Observers expect the collateral's strong credit profile—a seasoned loan pool with a weighted average credit score of 753 and high monthly free cash flow­­—to overcome potential credit challenges, such as the weak credit profile of SoFi Lending Cop., the sponsor and servicer, and its short securitization history.

To begin with Kroll Bond Rating Agency, noted that the deal, known as SCLP 2022-1S, contains only seasoned collateral, generally originated from 2018-2021. This also gives the deal a lower current loan balance, $20,988, compared with $32,006b in the SCLP 2021-1

The 28,567 loans in the pool have a weighted average original term of 61 months, with 27 months of seasoning, according to a pre-sale report from Moody's Investors Service.

"A highly seasoned pool includes loans that have demonstrated strong payment behaviors.

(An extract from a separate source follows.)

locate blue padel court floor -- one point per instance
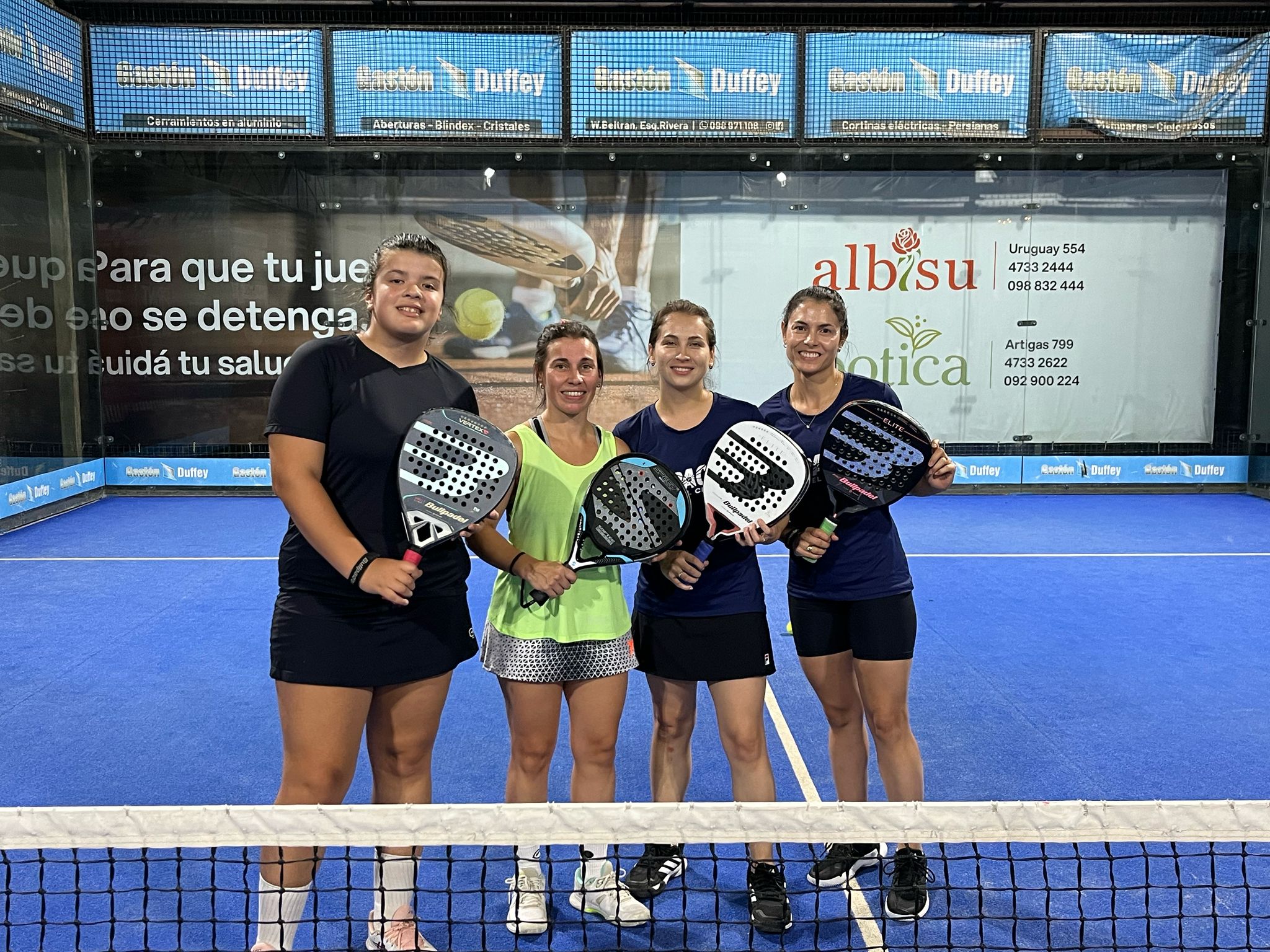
(1096, 648)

We viewed this seasoning as a credit positive," the Moody's report said, adding that "the borrower profile is one of the strongest among the consumer loan ABS we rate."

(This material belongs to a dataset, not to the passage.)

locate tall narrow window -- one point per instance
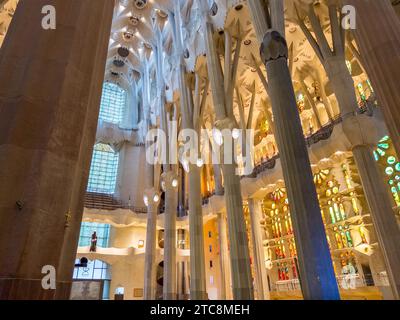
(103, 170)
(113, 103)
(102, 231)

To compensate for some of the deal's credit weaknesses, such as the weak credit profiles of the sponsor and servicer, Systems & Services Technologies will step in as the backup servicer, the rating agencies said.

Cantor Fitzgerald is among a group of banks acting as initial purchasers, which includes BofA Securities, Goldman Sachs & Co., J.P. Morgan Securities and U.S. Bancorp Investments, according to Moody's. The trust will repay notes using a turbo structure, where the trust will use available funds to pay principal on the class A notes after senior transaction fees, interest payments on the notes and reserve account replenishment, the rating agency said.  

The portfolio has a total securitized amount of $599.5 million, and the deal will issue just one class of notes, the rating agency said.

As for credit enhancement, the notes will benefit from overcollateralization of 26.61%, a non-declining cash reserve account, funded at closing, to equal 0.50% of the initial note balance. The notes will also benefit from gross excess spread, before losses, of 4.09%, KBRA said.

KBRA expects to assign 'AAA' ratings to the notes, while     

Moody's says anticipates rating the notes 'Aaa.' The notes have a legal final maturity date of April 15, 2031.